Final answer:
To produce 11.48 moles of aluminum from aluminum oxide, we calculate that 5.74 moles of Al2O3 are needed, which corresponds to 585.26 grams. The options provided by the student do not include the correct answer.
Step-by-step explanation:
To calculate how many grams of aluminum oxide (Al2O3) are needed to produce 11.48 moles of aluminum (Al), we need to consider the stoichiometry of the reaction provided.
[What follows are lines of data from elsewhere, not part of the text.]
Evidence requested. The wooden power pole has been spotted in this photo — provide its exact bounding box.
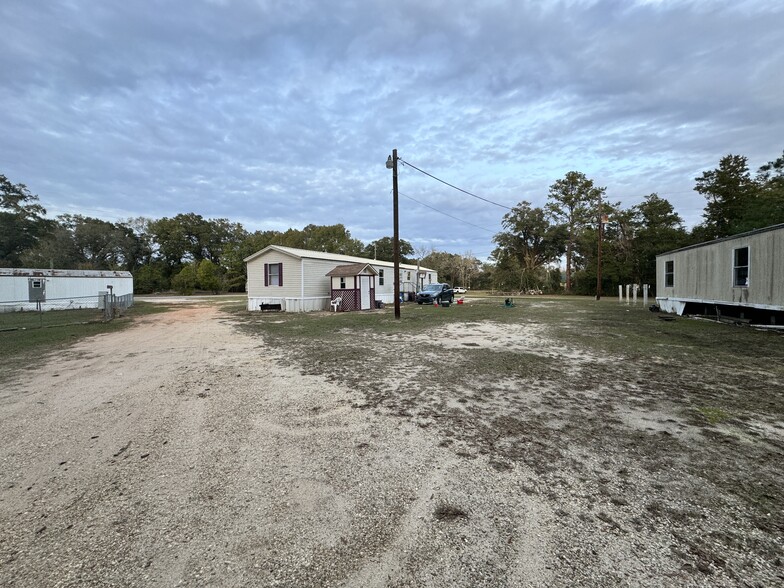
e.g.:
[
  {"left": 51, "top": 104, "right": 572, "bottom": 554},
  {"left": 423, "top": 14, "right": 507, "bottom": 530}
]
[{"left": 387, "top": 149, "right": 400, "bottom": 319}]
The reaction Al2O3 → Al + CO is not balanced as written, and Al cannot react directly with CO to produce Al2O3; however, we will proceed by assuming the decomposition of Al2O3 into Al, ignoring CO under the student's guidance. The balanced equation for the decomposition of aluminum oxide to produce aluminum is Al2O3 ↓ 2 Al.
First, we calculate the molar mass of Al2O3:
(2 × 26.98 g/mole Al) + (3 × 16.00 g/mole O) = 101.96 g/mole Al2O3.
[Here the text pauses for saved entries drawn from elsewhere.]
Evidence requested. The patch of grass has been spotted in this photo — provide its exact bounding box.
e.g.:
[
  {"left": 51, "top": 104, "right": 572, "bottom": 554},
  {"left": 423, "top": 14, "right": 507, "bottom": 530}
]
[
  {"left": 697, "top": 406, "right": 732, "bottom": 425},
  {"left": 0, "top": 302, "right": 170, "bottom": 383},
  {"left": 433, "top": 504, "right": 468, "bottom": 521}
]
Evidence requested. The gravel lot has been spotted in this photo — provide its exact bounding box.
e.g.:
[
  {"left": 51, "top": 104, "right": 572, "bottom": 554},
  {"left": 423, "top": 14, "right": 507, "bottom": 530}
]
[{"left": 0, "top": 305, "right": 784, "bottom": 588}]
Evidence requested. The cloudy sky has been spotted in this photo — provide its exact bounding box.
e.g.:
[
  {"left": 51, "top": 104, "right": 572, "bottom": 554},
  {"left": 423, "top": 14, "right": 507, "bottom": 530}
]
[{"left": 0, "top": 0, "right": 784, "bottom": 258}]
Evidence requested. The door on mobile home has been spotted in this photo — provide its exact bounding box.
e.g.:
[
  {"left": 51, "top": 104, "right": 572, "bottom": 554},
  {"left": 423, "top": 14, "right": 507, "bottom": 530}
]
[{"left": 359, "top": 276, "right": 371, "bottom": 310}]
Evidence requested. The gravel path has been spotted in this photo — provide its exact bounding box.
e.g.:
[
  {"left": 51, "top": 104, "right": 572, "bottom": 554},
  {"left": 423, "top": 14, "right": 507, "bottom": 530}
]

Since the equation tells us that 1 mole of Al2O3 produces 2 moles of Al, we can set up the following ratio:
1 mole Al2O3 / 2 moles Al = X moles Al2O3 / 11.48 moles Al.
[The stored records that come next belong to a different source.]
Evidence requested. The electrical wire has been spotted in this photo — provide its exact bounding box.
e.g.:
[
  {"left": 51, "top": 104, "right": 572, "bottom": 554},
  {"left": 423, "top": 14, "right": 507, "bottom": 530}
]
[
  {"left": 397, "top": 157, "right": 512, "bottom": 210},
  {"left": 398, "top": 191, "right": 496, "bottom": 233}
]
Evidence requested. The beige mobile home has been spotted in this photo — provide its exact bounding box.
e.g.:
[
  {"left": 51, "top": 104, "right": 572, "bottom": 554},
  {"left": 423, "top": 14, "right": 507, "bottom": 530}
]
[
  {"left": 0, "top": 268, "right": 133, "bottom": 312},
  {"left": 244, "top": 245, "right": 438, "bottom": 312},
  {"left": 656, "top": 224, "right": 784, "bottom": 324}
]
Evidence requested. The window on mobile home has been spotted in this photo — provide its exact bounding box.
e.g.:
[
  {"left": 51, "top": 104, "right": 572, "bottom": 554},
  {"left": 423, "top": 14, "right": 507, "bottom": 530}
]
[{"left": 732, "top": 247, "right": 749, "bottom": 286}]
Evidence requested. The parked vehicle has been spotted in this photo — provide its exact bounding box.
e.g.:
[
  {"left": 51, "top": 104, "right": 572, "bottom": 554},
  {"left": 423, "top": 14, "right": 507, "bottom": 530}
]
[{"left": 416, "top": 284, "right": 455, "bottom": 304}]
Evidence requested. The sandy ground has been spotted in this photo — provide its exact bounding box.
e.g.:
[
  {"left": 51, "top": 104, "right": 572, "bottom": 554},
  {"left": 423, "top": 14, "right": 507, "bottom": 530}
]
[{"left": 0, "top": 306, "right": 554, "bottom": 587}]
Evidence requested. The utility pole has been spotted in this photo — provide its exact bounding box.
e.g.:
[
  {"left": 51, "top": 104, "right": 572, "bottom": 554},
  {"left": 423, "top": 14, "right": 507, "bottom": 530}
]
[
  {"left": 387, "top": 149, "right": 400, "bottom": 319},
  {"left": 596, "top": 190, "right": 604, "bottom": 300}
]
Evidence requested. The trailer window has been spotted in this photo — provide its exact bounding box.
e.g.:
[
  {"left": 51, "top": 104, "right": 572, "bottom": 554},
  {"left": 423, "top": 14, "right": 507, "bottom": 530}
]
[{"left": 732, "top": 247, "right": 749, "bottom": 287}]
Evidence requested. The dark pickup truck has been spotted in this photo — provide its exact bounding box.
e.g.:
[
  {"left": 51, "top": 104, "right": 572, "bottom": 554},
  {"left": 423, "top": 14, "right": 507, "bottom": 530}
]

Solving for X gives us X = 11.48 moles Al / 2 = 5.74 moles Al2O3.
Now, we multiply the moles of Al2O3 by its molar mass to find the mass needed:
5.74 moles Al2O3 × 101.96 g/mole Al2O3 = 585.26 g.
The student's given options do not include the correct answer; thus, there may have been an error in the question or choices provided.